We have become very, very trusting of other members of the community. …
We’ve learned that just because somebody seems to be kosher, they’re not necessarily kosher. There’s going to have to be a lot more diligence about their investments, about how they get and handle their philanthropic funds.
Jonathan Sarna (historian, Brandeis University):
“A whole ritual of the organized Jewish community is going to end: going down to Palm Beach and Boca Raton every winter, putting on a good show for these people in the country clubs and coming back with the funds you need to run your organization. I believe that is going to end, transforming Jewish philanthropy.”
Mark Seal (veteran of several Jewish organizations)
[Maodff’s] pitch was one part technology and one part record and one part that he was a lovely guy and you felt that — it’s funny, in retrospect — you felt a certain amount of integrity. That was his presentation, in essence — his reputation and his personality.
New York Jewish Week (editorial):
Some are suggesting that we live in an age of unbridled greed and that the Jewish community, too, has become obsessed with wealth, losing its ethical principles along the way. We are reminded that once our leaders were rabbis, sages and educators, and that they have been replaced by individuals whose checkbooks may exceed their vision.
Others note that we live in an increasingly competitive world where it takes significant funding to finance the remarkable social service system that we know with pride as the Jewish community — here, in Israel and around the world. Without dollars, some say, all of our good intentions cannot be translated into action.
But those two realities are not mutually exclusive. Jewish teachings have much to tell us about balancing idealism with pragmatism, about not relying on faith to see us through a crisis. We are taught that when the Israelites, fleeing Pharaoh and his chariots, reached the Red Sea, it was only when a brave soul named Nachshon ben Aminadav stepped into the sea that the waters parted. …
A community that has joked at times about its overabundance of organizations, its alphabet soup of acronyms, may be faced with mergers and consolidations. Such moves may be a blessing in disguise, making our charities leaner and more efficient, and replacing competition with cooperation.
We need that kind of faith, commitment and courage in times like these.

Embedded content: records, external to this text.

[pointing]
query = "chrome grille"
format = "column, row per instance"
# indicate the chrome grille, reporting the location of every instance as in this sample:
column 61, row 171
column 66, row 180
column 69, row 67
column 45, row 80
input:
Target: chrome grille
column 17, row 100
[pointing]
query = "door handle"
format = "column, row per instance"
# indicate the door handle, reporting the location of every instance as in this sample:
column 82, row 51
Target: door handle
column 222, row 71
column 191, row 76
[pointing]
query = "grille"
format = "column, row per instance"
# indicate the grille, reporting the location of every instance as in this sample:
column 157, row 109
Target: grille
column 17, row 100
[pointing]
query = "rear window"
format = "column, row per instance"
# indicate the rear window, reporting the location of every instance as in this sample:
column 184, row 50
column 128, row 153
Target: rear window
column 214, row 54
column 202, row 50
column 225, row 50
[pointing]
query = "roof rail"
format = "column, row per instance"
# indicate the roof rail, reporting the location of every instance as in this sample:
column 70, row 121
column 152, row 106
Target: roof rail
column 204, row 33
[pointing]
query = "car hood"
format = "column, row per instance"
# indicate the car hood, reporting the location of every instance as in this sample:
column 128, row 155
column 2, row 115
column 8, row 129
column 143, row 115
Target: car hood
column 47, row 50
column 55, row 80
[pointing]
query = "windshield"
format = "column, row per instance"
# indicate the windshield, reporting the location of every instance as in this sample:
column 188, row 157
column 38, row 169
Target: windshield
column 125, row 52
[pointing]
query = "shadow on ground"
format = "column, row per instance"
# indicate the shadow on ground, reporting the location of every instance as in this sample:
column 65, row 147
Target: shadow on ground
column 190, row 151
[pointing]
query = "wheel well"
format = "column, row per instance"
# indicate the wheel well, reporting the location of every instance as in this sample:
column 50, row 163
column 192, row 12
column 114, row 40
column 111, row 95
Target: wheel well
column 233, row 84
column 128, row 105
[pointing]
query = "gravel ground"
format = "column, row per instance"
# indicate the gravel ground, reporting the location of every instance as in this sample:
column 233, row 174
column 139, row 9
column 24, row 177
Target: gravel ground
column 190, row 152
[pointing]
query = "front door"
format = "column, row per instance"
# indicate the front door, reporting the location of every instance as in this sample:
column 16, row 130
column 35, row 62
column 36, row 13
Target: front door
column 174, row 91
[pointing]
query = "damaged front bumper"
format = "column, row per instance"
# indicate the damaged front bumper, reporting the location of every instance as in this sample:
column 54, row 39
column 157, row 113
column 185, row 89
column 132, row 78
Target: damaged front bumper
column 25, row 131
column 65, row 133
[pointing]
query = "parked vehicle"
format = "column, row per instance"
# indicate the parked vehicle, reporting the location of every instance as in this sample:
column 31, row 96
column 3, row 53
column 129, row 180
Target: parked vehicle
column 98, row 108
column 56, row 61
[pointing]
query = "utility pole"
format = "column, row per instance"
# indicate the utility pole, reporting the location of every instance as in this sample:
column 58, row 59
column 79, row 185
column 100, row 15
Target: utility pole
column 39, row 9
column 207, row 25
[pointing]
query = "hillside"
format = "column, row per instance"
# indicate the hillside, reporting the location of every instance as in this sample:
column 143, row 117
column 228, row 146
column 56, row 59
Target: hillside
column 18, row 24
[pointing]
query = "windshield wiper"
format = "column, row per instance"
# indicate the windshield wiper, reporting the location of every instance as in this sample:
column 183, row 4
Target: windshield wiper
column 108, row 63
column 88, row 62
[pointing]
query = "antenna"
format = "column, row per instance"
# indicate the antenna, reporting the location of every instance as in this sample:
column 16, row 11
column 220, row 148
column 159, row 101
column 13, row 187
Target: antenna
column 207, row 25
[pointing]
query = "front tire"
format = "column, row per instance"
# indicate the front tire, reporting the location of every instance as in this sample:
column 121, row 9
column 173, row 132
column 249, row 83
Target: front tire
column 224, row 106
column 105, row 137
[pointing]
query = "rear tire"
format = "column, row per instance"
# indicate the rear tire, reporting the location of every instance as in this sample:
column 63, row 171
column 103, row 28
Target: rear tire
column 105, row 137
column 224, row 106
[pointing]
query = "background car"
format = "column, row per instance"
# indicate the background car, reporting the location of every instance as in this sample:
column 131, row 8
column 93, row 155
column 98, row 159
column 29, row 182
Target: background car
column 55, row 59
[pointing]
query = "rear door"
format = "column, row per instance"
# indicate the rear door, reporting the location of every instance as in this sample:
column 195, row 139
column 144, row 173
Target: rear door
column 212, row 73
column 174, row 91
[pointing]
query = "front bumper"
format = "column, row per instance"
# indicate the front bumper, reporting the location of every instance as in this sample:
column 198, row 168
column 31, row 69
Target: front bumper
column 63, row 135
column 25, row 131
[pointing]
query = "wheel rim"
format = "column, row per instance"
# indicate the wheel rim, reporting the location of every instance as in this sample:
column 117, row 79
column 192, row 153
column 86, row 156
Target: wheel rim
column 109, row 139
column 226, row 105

Andrew Silow Carroll (editor in chief of the New Jersey Jewish News):
Rather than arming for a war against the hate groups, Jewish organizations should be devising ways to learn the lessons of the Madoff disaster, and share those lessons with their colleagues at Jewish institutions large and small.
They should be grateful for the generosity of the very wealthy, but without allowing the machers’ riches to place them above scrutiny.
The organizations’ leaders should take a long, hard look at the overlapping, and even redundant, agencies and projects in Jewish life and figure out ways to get past the turf wars and meet challenges more efficiently and effectively.
And they should realize that, on top of an already battered philanthropic world, the Madoff meltdown is causing a world of hurt. That puts the responsibility on all of us to fill in the gaps and to prop up the institutions that escaped disaster and will have to make do in a Jewish world diminished by whatever madness made Madoff do what he did.
Gary Tobin (president of the Institute for Jewish and Community Research):
Many Jewish philanthropies are dependent on high-end donors in very close social and economic networks, and this guy is right in middle of them. … It’s like finding out that your father is a felon — this is bad news for the family.